Às 11h42,o dólar comercial subia 0,06%, a R$ 1,67

Cristina Canas, da Agência Estado,

27 de janeiro de 2011 | 10h05

O dólar comercial abriu o dia em queda, mas inverteu a tendência após o BC anunciar um leilão surpresa de swap reverso. Às 11h42,o dólar comercial subia 0,06%, a R$ 1,67.

A decisão da Standard & Poor''s (S&P) de rebaixar o rating (classificação de risco) do Japão de AA para AA-, com perspectiva estável, prevendo que os déficits fiscais do país continuarão elevados nos próximos anos, surpreendeu os mercados na manhã de hoje. No entanto, o impacto nos negócios foi limitado e se restringiu aos ativos do país. No resto do mundo, prevalece o ritmo dos últimos dias, ditado pelas expectativas de melhora no bloco desenvolvido e de vigor cada vez maior nos emergentes.

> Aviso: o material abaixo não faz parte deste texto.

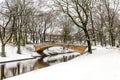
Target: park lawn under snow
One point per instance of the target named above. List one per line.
(103, 64)
(11, 53)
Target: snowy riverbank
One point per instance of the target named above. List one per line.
(103, 64)
(11, 53)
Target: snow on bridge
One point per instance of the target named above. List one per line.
(41, 47)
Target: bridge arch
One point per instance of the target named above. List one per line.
(40, 48)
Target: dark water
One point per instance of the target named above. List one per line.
(15, 68)
(11, 69)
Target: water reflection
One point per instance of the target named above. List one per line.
(16, 68)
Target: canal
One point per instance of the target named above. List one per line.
(11, 69)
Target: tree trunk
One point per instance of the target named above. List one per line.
(3, 50)
(19, 42)
(2, 72)
(88, 40)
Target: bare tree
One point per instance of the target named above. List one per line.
(78, 11)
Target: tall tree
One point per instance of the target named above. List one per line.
(78, 11)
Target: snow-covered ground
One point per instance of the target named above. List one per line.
(103, 64)
(11, 53)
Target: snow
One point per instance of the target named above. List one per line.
(103, 64)
(11, 53)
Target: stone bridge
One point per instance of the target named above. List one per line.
(41, 47)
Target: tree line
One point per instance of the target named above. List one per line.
(90, 22)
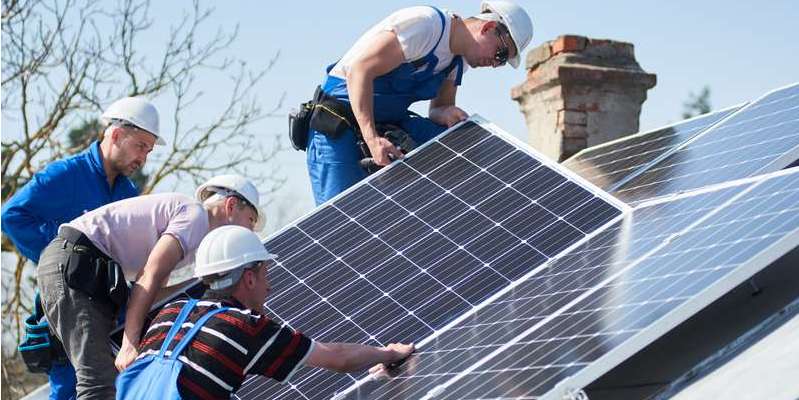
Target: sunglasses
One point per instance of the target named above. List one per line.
(503, 52)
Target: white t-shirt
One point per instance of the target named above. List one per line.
(417, 30)
(127, 230)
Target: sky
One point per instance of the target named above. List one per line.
(739, 49)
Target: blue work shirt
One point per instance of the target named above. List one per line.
(61, 192)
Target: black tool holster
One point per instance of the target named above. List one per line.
(92, 272)
(396, 135)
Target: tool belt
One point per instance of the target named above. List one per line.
(40, 350)
(396, 135)
(323, 113)
(332, 117)
(91, 271)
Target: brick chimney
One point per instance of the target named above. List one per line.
(581, 92)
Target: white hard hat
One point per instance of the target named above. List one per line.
(226, 249)
(516, 19)
(137, 111)
(235, 183)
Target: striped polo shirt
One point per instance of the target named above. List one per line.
(230, 346)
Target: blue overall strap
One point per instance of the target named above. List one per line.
(196, 328)
(184, 313)
(421, 61)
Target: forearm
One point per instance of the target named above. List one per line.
(358, 357)
(360, 86)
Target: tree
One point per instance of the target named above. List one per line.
(89, 131)
(697, 104)
(64, 60)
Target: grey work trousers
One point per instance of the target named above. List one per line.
(80, 322)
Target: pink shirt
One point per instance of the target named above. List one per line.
(127, 230)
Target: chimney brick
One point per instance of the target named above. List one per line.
(580, 92)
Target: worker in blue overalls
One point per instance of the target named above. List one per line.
(417, 53)
(67, 188)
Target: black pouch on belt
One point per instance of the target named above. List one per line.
(332, 117)
(299, 123)
(87, 273)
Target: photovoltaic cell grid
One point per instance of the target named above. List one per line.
(591, 307)
(760, 138)
(404, 253)
(608, 165)
(539, 297)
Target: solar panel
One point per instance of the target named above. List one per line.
(759, 138)
(612, 163)
(575, 319)
(404, 253)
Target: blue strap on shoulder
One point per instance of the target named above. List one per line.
(184, 313)
(196, 328)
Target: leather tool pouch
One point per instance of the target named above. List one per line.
(332, 116)
(299, 123)
(40, 350)
(97, 277)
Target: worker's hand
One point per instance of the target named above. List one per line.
(448, 116)
(127, 354)
(400, 353)
(383, 152)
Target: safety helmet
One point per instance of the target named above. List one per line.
(224, 185)
(516, 19)
(227, 249)
(137, 111)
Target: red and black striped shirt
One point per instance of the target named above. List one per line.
(230, 346)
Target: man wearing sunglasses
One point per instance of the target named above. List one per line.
(415, 54)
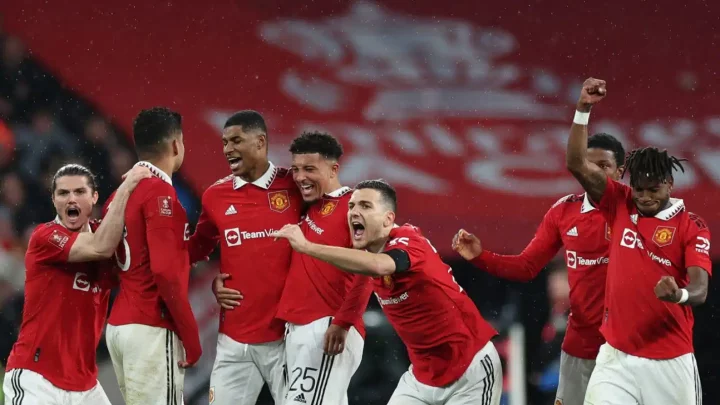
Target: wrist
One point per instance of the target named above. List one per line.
(683, 296)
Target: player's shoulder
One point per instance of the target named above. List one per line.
(220, 184)
(696, 220)
(50, 232)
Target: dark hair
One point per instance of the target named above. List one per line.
(652, 164)
(153, 127)
(317, 142)
(248, 119)
(387, 191)
(74, 170)
(609, 143)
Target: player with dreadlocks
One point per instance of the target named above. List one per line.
(659, 268)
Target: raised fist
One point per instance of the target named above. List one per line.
(592, 92)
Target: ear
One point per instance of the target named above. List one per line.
(389, 219)
(176, 147)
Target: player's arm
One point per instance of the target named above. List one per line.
(590, 176)
(699, 268)
(166, 264)
(206, 236)
(523, 267)
(350, 260)
(102, 243)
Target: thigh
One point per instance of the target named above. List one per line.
(150, 357)
(410, 392)
(669, 382)
(315, 377)
(95, 396)
(574, 377)
(611, 383)
(482, 382)
(270, 360)
(29, 388)
(235, 378)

No Brasil, a economia mostra sinais de robustez e o País continua sendo um dos principais endereços para a entrada de recursos. Além de ter economia forte e risco baixo, o Brasil está numa situação de inflação alta e perspectivas de elevação de juros, o que só acirra o apetite do capital internacional. Hoje, a ata do Comitê de Política Monetária (Copom) do Banco Central (BC) corroborou essas expectativas de curva ascendente de juros, embora tenha ponderado que há variáveis a avaliar antes de partir para um ritmo mais agressivo, como alguns no mercado cogitavam.

"A inflação não se acalma e isso é pecaminoso. A inflação alta mantém o juro alto e as expectativas de que continuará assim. Isso atrai cada vez mais capital", diz um especialista. Ele acrescentou que, para conter a apreciação cambial, o governo terá que tomar "uma medida drástica, de gosto amargo, como a quarentena de capitais".

Sobre os leilões a termo, esse operador avalia que serão um instrumento para enxugar fluxos específicos, como foi a captação recente da Petrobras, de US$ 6,7 bilhões. Ele lembra que a empresa deve captar volume semelhante ou superior, ainda este ano, para fazer frente a investimentos.

Por isso, a percepção é de que o mercado brasileiro de câmbio continuará vivendo dias de fluxo positivo, sem força para elevar as cotações do dólar. Por sua vez, a tendência de queda da moeda norte-americana, determinada pelos fundamentos domésticos e internacionais, continua sendo amenizada pela presença do BC, com o uso dos instrumentos já criados e pela expectativa de que outras medidas ainda podem ser adotadas.